The resistance in the past was also always very local and tribal. It is no coincidence that Mollah Omar and his Taliban government ruled the country from Kandahar between 1996 and 2001. The resistance is not only ideological, it is also cultural: in the history of Afghanistan it was always self-understood that the king or central government should not interfere in the local economy, justice or customs. This also explains why resistance to the Taliban government came mainly from Tajiks, Uzbeks and Hazaras, because the choice of Kandahar expressed how much the Taliban was a Pashtun movement.

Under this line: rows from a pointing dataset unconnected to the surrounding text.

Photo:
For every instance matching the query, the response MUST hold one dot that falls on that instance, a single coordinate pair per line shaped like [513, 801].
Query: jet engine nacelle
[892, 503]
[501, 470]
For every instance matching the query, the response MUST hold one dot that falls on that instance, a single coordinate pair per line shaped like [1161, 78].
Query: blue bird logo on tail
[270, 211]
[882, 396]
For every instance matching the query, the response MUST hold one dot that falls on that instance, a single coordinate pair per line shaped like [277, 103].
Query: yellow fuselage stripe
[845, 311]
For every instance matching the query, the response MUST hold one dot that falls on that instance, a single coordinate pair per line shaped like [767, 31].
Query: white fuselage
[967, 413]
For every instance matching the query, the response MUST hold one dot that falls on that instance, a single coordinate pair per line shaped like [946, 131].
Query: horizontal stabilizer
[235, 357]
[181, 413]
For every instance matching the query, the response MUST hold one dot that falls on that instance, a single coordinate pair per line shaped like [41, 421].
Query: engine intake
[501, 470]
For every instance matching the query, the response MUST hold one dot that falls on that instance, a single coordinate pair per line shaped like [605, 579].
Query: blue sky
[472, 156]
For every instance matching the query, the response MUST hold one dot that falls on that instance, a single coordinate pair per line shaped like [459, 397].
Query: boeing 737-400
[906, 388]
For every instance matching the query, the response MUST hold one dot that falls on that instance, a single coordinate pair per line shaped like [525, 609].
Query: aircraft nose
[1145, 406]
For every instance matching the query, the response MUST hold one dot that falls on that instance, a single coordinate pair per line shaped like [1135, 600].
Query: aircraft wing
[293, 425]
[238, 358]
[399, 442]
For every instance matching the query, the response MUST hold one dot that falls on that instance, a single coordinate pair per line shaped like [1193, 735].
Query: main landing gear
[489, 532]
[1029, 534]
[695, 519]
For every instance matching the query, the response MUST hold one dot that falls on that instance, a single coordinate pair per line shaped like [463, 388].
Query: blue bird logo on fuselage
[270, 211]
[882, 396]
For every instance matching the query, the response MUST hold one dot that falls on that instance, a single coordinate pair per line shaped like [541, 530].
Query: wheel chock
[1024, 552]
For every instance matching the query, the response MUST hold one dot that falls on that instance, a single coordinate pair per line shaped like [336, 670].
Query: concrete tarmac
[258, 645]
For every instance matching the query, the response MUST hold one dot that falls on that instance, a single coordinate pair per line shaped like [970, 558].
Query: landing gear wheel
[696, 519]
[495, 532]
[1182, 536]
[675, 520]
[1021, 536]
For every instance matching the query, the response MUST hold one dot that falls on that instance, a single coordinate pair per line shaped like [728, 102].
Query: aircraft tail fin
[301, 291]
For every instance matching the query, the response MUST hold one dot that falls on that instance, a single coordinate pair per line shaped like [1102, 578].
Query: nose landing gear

How the new Taliban leadership will deal with the internal tensions — between their sharia and the constitution, between central government and local autonomy, between stubborn nationalism and geopolitical interests — is difficult to predict. There is little doubt that they will behave as unchallenged victors, and impose their laws on the entire country and all its citizens. It is highly likely that the seeds of yet another cycle of conflict lie exactly in imposing from the center what is considered to belong to the tribal or cultural realm.

Much will depend on whether the regional and international superpowers finally realize that fomenting and financing internal conflicts in Afghanistan will ultimately hurt them as well. The bill of the US-led intervention since 2001 is extremely high. It will not necessarily be cheaper next time around.

Gie Goris has been covering Afghanistan and the larger region since more than two decades. In 2011 he published Opstandland, a book that argues that the wars in Afghanistan, the militant violence in Pakistan and the insurrection in Indian Kashmir are intimately interconnected.